Some things have to happen to get us ready. First, moving a 10 foot panel that separates the boys’ section of the barnyard from the girls’ section.  We need to do this so we can get the boys into the barn with the girls where Gwen Hinman will shear, trim hooves, and inject the ewes with CDT.

After lunch, I headed up to the barnyard with a shovel.  I needed to move about 18 inches of snow cover so I could rotate the panel to make the opening to the barn.  Fortunately, the snow is soft and not packed down – I was able to shovel pretty much all the way to the ground.  After clearing about 80 square feet of snow (120 cubic feet), I went to move the panel.  The left end of the panel, up against the hay shed, was frozen to the ground.

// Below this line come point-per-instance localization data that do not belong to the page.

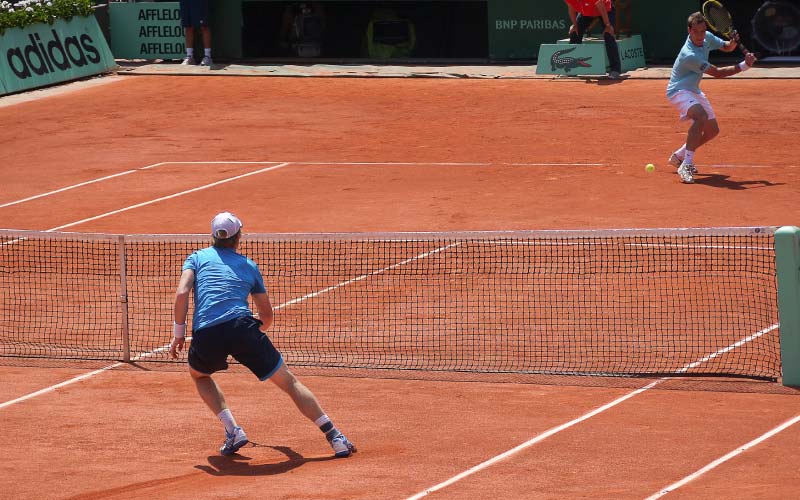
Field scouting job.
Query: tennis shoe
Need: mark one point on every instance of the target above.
(676, 162)
(342, 447)
(685, 171)
(233, 441)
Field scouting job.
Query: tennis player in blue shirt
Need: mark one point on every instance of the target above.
(223, 325)
(683, 90)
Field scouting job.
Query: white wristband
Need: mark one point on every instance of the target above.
(178, 331)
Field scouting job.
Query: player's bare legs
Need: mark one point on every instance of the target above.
(208, 391)
(304, 399)
(694, 138)
(309, 406)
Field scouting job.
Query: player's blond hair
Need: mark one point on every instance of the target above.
(696, 18)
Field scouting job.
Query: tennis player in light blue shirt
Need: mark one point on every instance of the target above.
(223, 281)
(683, 90)
(223, 325)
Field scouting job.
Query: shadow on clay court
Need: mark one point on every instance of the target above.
(239, 464)
(724, 181)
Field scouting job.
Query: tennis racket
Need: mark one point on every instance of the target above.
(719, 19)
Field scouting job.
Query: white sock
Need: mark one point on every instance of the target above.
(226, 417)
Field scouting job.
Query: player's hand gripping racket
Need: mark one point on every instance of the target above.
(719, 19)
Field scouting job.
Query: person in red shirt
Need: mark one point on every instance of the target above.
(583, 13)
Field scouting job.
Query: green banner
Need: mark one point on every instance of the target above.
(44, 54)
(567, 59)
(631, 52)
(146, 30)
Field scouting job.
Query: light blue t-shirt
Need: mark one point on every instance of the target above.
(690, 64)
(223, 281)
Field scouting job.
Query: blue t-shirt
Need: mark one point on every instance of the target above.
(223, 281)
(690, 64)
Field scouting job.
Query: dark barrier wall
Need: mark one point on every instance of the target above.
(501, 30)
(517, 28)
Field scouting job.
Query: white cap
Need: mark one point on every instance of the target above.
(225, 225)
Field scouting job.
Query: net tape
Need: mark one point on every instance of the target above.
(619, 302)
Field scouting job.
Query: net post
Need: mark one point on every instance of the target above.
(787, 264)
(123, 302)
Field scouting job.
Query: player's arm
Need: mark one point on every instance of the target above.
(729, 46)
(264, 307)
(179, 312)
(716, 72)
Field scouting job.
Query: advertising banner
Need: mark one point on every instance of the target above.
(44, 54)
(146, 30)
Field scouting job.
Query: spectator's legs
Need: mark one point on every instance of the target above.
(581, 24)
(206, 33)
(189, 34)
(612, 50)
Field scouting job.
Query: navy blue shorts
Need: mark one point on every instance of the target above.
(240, 338)
(194, 13)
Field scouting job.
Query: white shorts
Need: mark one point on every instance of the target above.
(685, 99)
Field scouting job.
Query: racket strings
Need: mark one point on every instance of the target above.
(718, 18)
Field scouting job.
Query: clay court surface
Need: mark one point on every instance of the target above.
(163, 154)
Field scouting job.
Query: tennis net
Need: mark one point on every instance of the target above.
(611, 303)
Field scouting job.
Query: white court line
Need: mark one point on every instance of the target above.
(188, 191)
(99, 179)
(120, 174)
(721, 460)
(557, 429)
(163, 348)
(748, 166)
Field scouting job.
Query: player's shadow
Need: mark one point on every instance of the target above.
(724, 181)
(238, 464)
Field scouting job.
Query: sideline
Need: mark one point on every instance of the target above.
(555, 430)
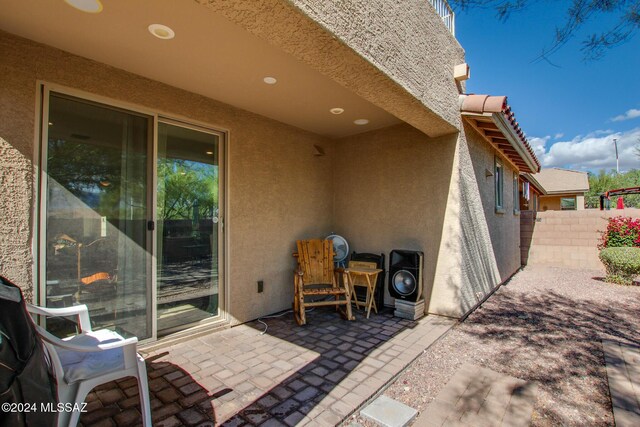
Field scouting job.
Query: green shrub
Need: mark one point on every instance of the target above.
(622, 264)
(621, 231)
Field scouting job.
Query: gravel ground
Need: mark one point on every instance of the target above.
(545, 326)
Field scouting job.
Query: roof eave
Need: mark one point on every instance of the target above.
(505, 127)
(535, 183)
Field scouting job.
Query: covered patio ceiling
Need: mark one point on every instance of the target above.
(209, 55)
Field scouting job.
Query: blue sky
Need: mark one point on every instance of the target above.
(570, 109)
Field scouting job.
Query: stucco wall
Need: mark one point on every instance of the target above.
(278, 190)
(391, 190)
(482, 247)
(397, 55)
(407, 40)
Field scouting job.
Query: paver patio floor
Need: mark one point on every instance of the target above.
(313, 375)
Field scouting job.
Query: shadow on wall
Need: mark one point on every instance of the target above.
(554, 341)
(480, 272)
(527, 227)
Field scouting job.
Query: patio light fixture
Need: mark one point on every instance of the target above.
(88, 6)
(161, 31)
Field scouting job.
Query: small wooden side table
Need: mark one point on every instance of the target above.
(370, 277)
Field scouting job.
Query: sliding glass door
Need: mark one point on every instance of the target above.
(130, 217)
(96, 245)
(187, 233)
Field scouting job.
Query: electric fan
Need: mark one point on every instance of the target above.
(340, 249)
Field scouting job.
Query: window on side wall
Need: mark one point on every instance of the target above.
(568, 203)
(516, 194)
(499, 185)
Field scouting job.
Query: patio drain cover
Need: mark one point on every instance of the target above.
(388, 412)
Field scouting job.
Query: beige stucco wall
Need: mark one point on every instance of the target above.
(391, 190)
(481, 247)
(278, 191)
(397, 55)
(552, 203)
(399, 189)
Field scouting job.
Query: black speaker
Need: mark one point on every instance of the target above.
(405, 274)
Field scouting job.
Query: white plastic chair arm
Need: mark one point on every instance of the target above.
(77, 310)
(83, 347)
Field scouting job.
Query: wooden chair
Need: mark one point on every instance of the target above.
(316, 277)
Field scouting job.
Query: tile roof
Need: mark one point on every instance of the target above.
(557, 181)
(494, 119)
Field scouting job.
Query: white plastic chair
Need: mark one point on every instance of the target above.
(91, 358)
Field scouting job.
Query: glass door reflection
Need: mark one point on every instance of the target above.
(187, 232)
(96, 242)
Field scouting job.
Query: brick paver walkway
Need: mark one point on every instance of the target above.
(478, 396)
(623, 373)
(313, 375)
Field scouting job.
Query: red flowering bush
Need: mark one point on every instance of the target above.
(621, 232)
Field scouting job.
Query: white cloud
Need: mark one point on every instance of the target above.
(591, 152)
(538, 144)
(630, 114)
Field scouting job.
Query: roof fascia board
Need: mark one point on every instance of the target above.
(532, 180)
(505, 128)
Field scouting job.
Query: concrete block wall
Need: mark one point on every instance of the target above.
(567, 238)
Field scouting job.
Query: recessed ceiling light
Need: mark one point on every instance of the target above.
(89, 6)
(161, 31)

Back to the garage and fill a 5 gallon paint bucket with about 3 gallons of hot water.  Back up in the barnyard, pour it on the left end of the panel.  Nothing.  Rather than marching back to the garage, I just fill the paint bucket from the spigot in the barn.  After about four bucket-loads, the side comes free and I’m able to rotate the panel 90 degrees to make the opening.

A little more shoveling to make a path from the boys yard to the opening and from the opening to the barn, and I’m done.  I wedge a piece of plywood under the left end of panel so it won’t refreeze.  Mission accomplished in about 45 minutes.

 

Since we’re less than a month away from the likely start of lambing season, I fill a paint bucket about halfway with grain and feed the girls.  The lamb fetuses are going to be growing rapidly over the next few weeks, and the additional protein will help the moms-to-be.  A couple ewes aren’t all that excited about the grain – maybe they aren’t pregnant.

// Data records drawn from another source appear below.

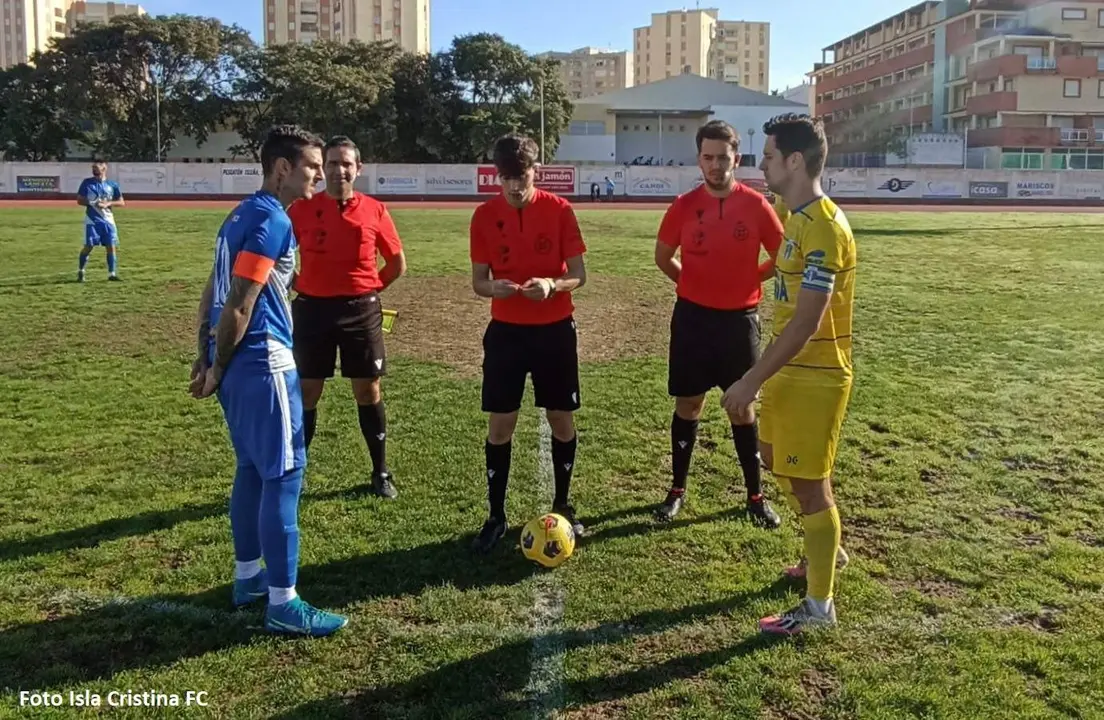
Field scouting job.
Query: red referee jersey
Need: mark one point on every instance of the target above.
(338, 244)
(720, 239)
(534, 241)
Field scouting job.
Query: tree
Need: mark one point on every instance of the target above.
(328, 87)
(502, 87)
(33, 126)
(123, 76)
(418, 114)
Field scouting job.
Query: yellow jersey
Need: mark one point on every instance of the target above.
(818, 254)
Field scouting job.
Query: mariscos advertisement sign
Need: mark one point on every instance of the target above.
(553, 178)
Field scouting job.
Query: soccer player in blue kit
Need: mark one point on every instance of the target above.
(98, 194)
(245, 357)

Yesterday, I drove over to Flying Cow Signs in Manchester, VT to pick up a new carved/raised logo wooden sign that Peg gave me for Christmas.  It measures 40″ by 16″ and looks great.  Once the snow melts, Peg and I will replace the nylon banner that is on the gate at the bottom of the driveway.

Finally, on today’s morning walk, Jack found a severed lamb leg on Wallace Road.  I tossed it over the snowbank.  On our way back, Jack picked it up and carried it back to the farm – at least a mile – and played with it outside.  Peg wondered if it might be from the Teachouts flock, which is on the other side of the valley.